Sure, I passed, I will get the official ‘Mlle Lim, vous pouvez, en effet, parler français‘ (Miss Lim, you can speak French, indeed) approval in… 4 months (yeah, that’s how long it takes the French to issue my certificate… after it’s taken them one month to actually announce my score). But my Asian and French-speaking pride refuse to see that as a ‘pass’. A disgraceful ‘pass’ is not a pass in my dictionary. Ha! Especially when it comes to French. (I’m assuming it’s a French thing, because I was not this distraught when I had 155/170 in my first GRE verbal… or… 159/170 in my second GRE math…)
Standardized tests suck. No, I’m not saying this just because I scored low in one of mine (okay, fine, I am, but that is only 36% of the reason). They are simply not enough to prove one’s proficiency in a language. Proof? Many Korean students score high in English tests without having the slightest idea of how to actually speak the language. Sure, one needs certain standards and units of measurements to, for instance, distinguish those who have a higher probability of succeeding in studies in a foreign country. Maybe if people stopped being stupid and greedy and refrain from applying to schools if they can’t speak the language spoken in said establishment. Or if they could be more rational and honest and only put the skills they are actually capable of performing in their resumes. Maybe… maybe… maybe if unicorns could make our wishes come true and we could all slide down from rainbows…
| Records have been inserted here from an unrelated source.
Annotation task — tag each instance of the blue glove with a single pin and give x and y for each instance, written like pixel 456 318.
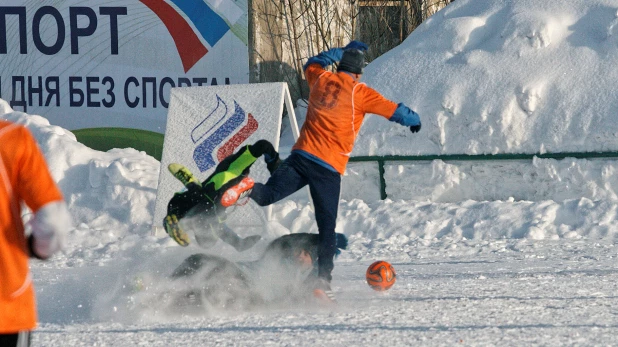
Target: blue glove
pixel 406 117
pixel 325 58
pixel 361 46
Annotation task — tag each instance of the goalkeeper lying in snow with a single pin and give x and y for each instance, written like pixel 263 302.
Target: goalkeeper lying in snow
pixel 278 277
pixel 205 202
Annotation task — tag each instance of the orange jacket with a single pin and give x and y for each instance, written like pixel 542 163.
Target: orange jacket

Anyways, there goes 12 years of, may I say, excellent, and hard work. There goes my pride down the drain, vanquished in the face of this need to put a grade to everything.
I, Mesdames et Messieurs, officially suck in French. (Okay, a huge part of me just died, writing that.)
What hurts more is that I love the French language. I truly do. Don’t mistake me, I will be among the first to mock, and with pleasure, the French for their incessant complaining, their snobby attitude, their horrible movies, and their constant ‘euh…‘ and ‘écoutez…‘ in nearly every sentence.
But that doesn’t mean I don’t have the most profound respect for the language, and for the right reasons. I’m not just saying this like the average Korean girl who goes ‘Oooooh I loooooove French, it’s such a romantic language. I know ‘Je t’aime’!’. Girrrl, please. I believe the ordinary French uses a much more varied and extensive range of vocabulary in his/her daily conversations, more than the ordinary American or Korean. And such usage of language only corresponds and equals to the depth and to the even wider range of topics of conversation and discussion your common French will easily and delightfully engage you any time. The right French lyrics will make any average English or Korean song sound like a nursery rhyme. There is a reason why the French are so proud of ‘la langue de Molière‘ or ‘la langue de Voltaire‘. It’s just that good. Plain and simple.
But well, apparently, I’m not good enough for it anymore. Et bien, tant pis.